O uso crescente de ferramentas de inteligência artificial (IA) transformou a forma com que os profissionais do Direito exercem suas atividades. Softwares baseados em IA são capazes de otimizar rotinas, redigir documentos jurídicos preliminares, fazer pesquisas jurisprudenciais complexas e até mesmo criar esboços de peças processuais.
No entanto, o emprego indevido dessas tecnologias levanta questões éticas, processuais e normativas cada vez mais urgentes. Os tribunais têm sinalizado desconforto com o uso de peças automatizadas e sustentações orais feitas com auxílio de IA, o que exige um olhar crítico e aprofundado sobre os limites impostos pelas legislações processuais e os princípios que regem a atuação do advogado.
Neste artigo, vamos analisar os fundamentos jurídicos e éticos que envolvem o uso da inteligência artificial na advocacia, seu impacto nos processos judiciais e as melhores práticas profissionais para sua adoção responsável.
A tecnologia de IA aplicada ao Direito engloba sistemas capazes de aprender padrões jurídicos por meio de machine learning e NLP (Processamento de Linguagem Natural), automatizando diversas atividades do cotidiano da advocacia. Entre suas funcionalidades estão a redação de contratos, a elaboração de petições iniciais simples, análise de risco em ações judiciais e até simulações de resultados com base em jurisprudência dominante.
Porém, apesar dos benefícios, trata-se de uma ferramenta, e não de um substituto à atividade intelectual inerente ao ofício jurídico. O advogado é o profissional legalmente habilitado para representar os interesses de terceiros com base no art. 133 da Constituição Federal, que dispõe:
“Art. 133. O advogado é indispensável à administração da justiça, sendo inviolável por seus atos e manifestações no exercício da profissão, nos limites da lei.”
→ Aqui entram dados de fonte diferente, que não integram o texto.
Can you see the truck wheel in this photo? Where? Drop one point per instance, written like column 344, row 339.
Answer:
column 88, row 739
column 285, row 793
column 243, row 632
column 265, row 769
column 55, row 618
Portanto, nenhuma ferramenta tecnológica pode assumir autonomia na manifestação jurídica sob pena de ferir a legalidade, a ética e, em última análise, a própria função jurisdicional.
O Código de Ética e Disciplina da OAB, em seu art. 6º, prevê que o advogado deve atuar com diligência, probidade e competência técnica. A delegação cega à IA na elaboração de petições ou pareceres pode violar esses deveres, principalmente quando se usa conteúdos gerados automaticamente sem a devida revisão profissional.
Além disso, ainda que algoritmos sejam capazes de redigir um texto juridicamente aceitável, falta-lhes o elemento essencial da interpretação argumentativa e estratégica, peculiar ao raciocínio jurídico humano. A IA não substitui o domínio doutrinário, jurisprudencial e fático do advogado em relação ao caso concreto.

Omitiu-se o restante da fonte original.